Texas was among other states showing gains in employment. States showing declines included Michigan, Arizona and Massachusetts.

The unemployment rate rose the most in South Carolina, Georgia and Vermont. Kentucky and Michigan were among those seeing statistically significant declines in joblessness.

Georgia had the highest jobless rate in the country at 8.1 percent. North Dakota had the lowest at 2.8 percent in August.

Two surveys

State and local employment data are derived independently from the national statistics, which are typically released on the first Friday of every month. The state figures are subject to larger sampling errors because they come from smaller surveys, thus making the national figures more reliable, according to the government's Bureau of Labor Statistics.

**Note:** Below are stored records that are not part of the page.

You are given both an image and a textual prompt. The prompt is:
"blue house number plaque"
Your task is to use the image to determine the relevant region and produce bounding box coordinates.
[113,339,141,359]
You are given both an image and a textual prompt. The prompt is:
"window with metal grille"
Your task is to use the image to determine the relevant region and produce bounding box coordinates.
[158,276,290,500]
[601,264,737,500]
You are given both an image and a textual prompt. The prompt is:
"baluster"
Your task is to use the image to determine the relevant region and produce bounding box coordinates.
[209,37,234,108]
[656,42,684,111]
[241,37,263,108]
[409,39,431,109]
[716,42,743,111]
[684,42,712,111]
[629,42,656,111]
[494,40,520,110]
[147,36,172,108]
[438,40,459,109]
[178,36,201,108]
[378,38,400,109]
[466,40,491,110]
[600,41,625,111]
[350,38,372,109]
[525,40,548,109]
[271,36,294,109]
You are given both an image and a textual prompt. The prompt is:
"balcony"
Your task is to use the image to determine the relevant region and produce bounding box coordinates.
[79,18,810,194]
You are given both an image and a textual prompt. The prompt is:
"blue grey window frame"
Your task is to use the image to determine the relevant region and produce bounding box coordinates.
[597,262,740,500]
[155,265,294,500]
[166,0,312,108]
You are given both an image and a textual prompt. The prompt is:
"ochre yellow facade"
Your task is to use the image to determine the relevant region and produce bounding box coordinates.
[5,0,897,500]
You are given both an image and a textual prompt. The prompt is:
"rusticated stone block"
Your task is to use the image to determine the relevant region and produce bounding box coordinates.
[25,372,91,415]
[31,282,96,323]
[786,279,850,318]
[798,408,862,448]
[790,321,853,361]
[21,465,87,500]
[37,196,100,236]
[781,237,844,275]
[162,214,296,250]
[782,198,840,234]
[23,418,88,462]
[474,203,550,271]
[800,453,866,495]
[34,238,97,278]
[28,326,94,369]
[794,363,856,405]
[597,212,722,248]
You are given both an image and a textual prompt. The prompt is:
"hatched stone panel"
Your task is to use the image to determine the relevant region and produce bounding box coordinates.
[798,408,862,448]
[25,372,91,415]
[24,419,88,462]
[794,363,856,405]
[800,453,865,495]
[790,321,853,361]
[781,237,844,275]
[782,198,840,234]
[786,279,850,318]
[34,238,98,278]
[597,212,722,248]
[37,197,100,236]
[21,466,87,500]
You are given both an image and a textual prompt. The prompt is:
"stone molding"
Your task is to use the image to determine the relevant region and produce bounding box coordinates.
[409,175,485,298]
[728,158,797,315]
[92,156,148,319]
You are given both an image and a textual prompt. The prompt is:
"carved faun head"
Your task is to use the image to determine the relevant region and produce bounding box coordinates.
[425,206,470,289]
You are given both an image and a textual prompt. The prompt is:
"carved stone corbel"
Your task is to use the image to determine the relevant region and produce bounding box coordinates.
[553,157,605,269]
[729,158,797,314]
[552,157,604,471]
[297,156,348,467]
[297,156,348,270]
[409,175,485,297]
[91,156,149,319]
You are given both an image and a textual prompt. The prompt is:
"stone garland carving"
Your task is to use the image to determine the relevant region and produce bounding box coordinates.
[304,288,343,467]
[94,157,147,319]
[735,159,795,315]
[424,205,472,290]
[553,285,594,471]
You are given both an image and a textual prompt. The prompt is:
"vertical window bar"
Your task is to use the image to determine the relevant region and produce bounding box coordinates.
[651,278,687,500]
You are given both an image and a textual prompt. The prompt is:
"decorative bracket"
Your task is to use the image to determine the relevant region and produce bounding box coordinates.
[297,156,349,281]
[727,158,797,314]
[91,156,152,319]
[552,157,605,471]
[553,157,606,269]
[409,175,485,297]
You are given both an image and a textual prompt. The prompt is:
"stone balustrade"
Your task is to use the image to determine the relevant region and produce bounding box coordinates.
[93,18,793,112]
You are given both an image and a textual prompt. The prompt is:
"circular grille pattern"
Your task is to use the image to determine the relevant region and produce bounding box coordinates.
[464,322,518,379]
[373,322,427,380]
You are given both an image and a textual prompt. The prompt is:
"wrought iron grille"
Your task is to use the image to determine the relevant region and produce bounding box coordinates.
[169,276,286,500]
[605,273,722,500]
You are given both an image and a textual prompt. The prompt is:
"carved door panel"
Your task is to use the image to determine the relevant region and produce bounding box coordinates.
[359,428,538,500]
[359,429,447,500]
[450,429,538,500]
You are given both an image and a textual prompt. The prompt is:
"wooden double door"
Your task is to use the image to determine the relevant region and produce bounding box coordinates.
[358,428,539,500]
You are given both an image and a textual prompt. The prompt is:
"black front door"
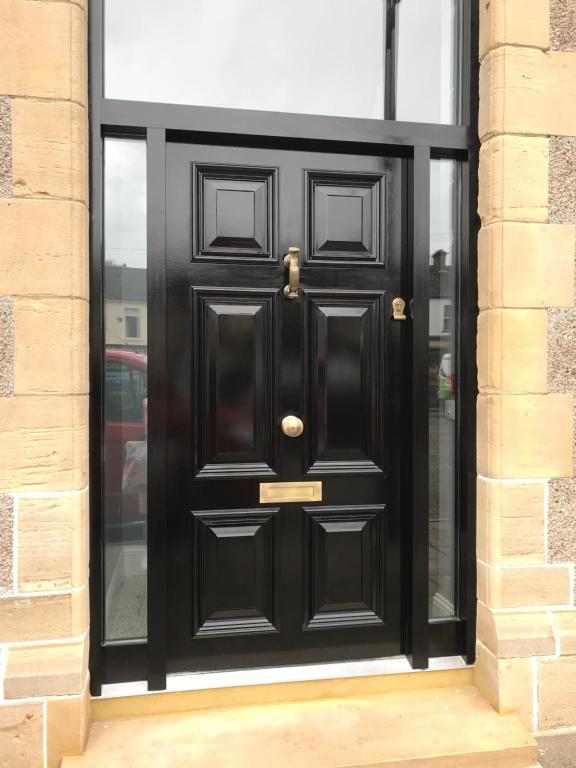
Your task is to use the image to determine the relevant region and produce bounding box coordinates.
[166,143,408,672]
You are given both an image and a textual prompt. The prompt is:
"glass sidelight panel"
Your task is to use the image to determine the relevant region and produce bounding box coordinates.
[103,138,148,642]
[428,160,459,619]
[104,0,384,119]
[396,0,461,123]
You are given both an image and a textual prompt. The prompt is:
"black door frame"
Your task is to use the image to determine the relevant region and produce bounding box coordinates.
[89,0,479,695]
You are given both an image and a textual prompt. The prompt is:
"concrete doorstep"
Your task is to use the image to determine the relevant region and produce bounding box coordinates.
[62,685,538,768]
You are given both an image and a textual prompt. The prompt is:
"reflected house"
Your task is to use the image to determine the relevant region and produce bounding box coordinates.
[428,248,455,618]
[429,248,454,382]
[104,263,148,353]
[104,261,148,640]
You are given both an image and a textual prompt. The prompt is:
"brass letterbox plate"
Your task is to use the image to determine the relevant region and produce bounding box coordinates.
[260,482,322,504]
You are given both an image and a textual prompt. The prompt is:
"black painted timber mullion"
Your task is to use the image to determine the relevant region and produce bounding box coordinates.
[146,128,167,691]
[408,147,430,669]
[89,4,105,696]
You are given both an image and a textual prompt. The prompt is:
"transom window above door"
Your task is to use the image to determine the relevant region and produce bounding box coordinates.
[104,0,462,123]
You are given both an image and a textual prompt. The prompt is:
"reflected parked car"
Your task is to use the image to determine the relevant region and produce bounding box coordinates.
[104,348,148,527]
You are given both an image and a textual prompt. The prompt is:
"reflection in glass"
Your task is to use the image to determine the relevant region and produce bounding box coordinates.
[396,0,461,123]
[105,0,388,119]
[428,160,458,618]
[104,138,148,641]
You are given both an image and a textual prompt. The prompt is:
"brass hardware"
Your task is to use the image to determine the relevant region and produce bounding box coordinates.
[284,245,300,299]
[260,481,322,504]
[392,298,406,320]
[281,416,304,437]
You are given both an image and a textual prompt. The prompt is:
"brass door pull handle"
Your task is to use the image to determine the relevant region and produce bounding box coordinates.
[284,245,300,299]
[392,297,406,320]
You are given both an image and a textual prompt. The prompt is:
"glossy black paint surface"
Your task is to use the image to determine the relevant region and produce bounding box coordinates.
[165,143,406,672]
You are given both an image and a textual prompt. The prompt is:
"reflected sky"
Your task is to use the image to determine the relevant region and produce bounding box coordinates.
[104,139,146,268]
[105,0,386,119]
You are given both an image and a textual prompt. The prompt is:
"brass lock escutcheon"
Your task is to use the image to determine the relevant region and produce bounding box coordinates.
[392,297,406,320]
[280,416,304,437]
[284,245,300,299]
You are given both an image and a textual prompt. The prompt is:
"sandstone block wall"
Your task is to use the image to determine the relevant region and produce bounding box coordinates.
[0,0,89,768]
[476,0,576,730]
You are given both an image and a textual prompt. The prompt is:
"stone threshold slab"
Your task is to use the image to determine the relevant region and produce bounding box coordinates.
[62,685,538,768]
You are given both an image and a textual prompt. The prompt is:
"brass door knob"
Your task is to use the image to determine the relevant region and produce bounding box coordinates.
[281,416,304,437]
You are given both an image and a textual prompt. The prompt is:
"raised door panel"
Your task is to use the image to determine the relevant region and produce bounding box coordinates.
[306,171,386,265]
[304,506,386,629]
[306,291,385,474]
[192,289,277,477]
[192,164,278,262]
[191,508,278,637]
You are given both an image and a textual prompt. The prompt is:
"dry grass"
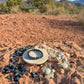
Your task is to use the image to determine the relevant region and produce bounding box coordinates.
[78,9,84,25]
[45,6,67,15]
[11,6,21,13]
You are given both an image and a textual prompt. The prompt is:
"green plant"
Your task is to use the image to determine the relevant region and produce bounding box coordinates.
[78,9,84,25]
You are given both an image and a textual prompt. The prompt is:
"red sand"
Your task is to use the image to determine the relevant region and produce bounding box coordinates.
[0,13,84,84]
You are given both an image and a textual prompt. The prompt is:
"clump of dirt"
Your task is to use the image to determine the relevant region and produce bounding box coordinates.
[0,13,84,84]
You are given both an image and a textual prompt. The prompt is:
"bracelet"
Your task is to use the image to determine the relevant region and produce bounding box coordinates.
[28,49,43,60]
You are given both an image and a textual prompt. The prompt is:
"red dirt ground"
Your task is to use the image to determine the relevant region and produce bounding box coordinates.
[0,13,84,84]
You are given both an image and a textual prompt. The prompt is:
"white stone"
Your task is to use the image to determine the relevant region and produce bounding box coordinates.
[45,68,51,74]
[62,62,68,69]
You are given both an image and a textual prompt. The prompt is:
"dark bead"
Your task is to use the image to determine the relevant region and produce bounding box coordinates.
[43,74,45,77]
[31,74,35,78]
[37,77,41,82]
[4,67,10,71]
[31,72,35,75]
[9,77,14,81]
[15,82,19,84]
[21,71,24,75]
[13,53,16,57]
[15,58,19,62]
[14,76,19,81]
[10,58,15,63]
[15,73,21,77]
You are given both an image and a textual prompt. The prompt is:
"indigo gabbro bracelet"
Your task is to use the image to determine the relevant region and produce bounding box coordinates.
[28,49,43,60]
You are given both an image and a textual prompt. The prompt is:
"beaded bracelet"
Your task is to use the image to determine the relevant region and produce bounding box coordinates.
[28,49,43,60]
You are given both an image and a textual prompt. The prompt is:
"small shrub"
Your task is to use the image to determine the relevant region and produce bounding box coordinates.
[78,9,84,25]
[10,6,21,13]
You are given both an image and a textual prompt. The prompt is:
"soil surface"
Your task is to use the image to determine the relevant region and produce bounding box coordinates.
[0,13,84,84]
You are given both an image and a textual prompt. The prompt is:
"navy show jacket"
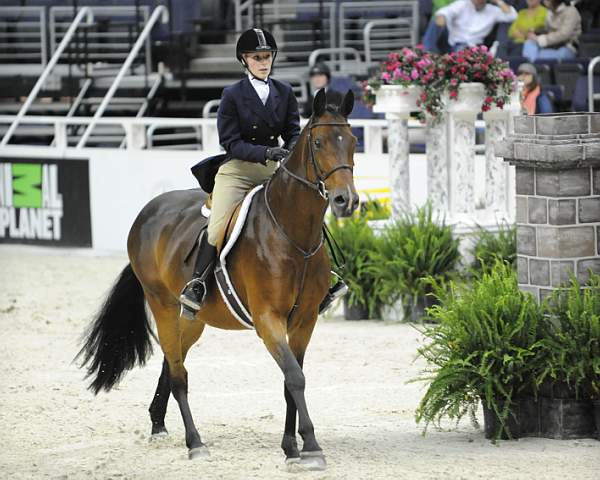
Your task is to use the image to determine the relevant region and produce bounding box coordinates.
[192,77,300,192]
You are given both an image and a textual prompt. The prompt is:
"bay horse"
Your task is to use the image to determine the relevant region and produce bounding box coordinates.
[78,90,358,470]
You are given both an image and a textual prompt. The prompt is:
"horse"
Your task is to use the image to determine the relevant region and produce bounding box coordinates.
[78,90,358,470]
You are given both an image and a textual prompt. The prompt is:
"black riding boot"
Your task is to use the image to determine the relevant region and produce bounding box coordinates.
[179,231,217,318]
[319,277,348,314]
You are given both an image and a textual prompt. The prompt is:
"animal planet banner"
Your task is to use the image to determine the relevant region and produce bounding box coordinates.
[0,158,92,247]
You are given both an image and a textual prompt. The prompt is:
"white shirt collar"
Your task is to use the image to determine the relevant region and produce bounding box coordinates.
[248,73,270,105]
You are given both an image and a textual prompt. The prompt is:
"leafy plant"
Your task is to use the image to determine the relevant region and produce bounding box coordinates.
[363,45,516,121]
[329,214,381,318]
[372,203,460,316]
[537,274,600,399]
[415,261,543,436]
[471,223,517,275]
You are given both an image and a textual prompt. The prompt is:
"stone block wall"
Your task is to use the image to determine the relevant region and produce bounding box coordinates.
[516,167,600,299]
[496,113,600,300]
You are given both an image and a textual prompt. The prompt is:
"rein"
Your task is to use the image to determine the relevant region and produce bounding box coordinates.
[280,122,353,200]
[264,122,353,322]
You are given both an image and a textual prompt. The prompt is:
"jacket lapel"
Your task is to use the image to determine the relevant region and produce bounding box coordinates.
[265,79,279,124]
[242,77,273,125]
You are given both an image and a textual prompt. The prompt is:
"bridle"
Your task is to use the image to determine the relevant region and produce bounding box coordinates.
[264,118,354,258]
[280,122,354,200]
[264,117,354,322]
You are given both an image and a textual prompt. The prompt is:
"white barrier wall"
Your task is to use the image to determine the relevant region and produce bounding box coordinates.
[0,147,412,251]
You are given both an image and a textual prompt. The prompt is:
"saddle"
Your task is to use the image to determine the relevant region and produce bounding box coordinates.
[209,185,264,330]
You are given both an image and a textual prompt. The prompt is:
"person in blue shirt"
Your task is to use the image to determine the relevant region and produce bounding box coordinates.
[179,28,346,313]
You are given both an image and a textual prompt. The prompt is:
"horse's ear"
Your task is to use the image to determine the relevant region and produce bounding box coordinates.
[313,88,327,117]
[340,90,354,117]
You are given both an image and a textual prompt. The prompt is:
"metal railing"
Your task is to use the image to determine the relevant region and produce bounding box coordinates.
[338,0,419,64]
[308,47,367,75]
[233,0,254,32]
[0,7,94,147]
[49,6,152,72]
[588,57,600,112]
[363,18,418,67]
[77,5,169,148]
[0,7,48,66]
[253,2,337,67]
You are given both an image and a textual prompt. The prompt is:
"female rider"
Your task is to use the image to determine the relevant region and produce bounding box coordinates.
[179,28,347,316]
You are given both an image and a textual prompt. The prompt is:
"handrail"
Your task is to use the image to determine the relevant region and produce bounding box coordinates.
[588,57,600,112]
[363,18,417,67]
[234,0,254,32]
[0,7,94,147]
[308,47,363,73]
[119,74,164,148]
[77,5,169,148]
[0,6,48,65]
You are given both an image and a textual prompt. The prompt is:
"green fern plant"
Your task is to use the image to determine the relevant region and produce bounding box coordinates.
[329,214,381,318]
[537,274,600,400]
[471,222,517,276]
[372,203,460,318]
[414,260,543,437]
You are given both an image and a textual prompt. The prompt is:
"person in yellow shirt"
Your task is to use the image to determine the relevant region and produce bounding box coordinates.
[508,0,548,45]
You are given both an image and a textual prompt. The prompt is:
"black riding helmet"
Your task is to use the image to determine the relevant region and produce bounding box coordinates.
[235,28,277,67]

The data on state jobs follows a report earlier this month that showed payrolls climbed 142,000 in August after six straight months of gains above 200,000. The jobless rate fell to 6.1 percent from 6.2 percent as more people left the labor force.

Federal Reserve policy makers are debating how much longer to keep interest rates near zero as they approach their goals for full employment and stable prices. At a meeting that concluded Sept. 17, central bank officials tapered monthly bond buying to $15 billion in their seventh consecutive $10 billion cut, staying on course to end the program in October.

"The labor market has yet to fully recover," Fed Chair Janet Yellen said at a press conference after the meeting. "There are still too many people who want jobs but can't find them."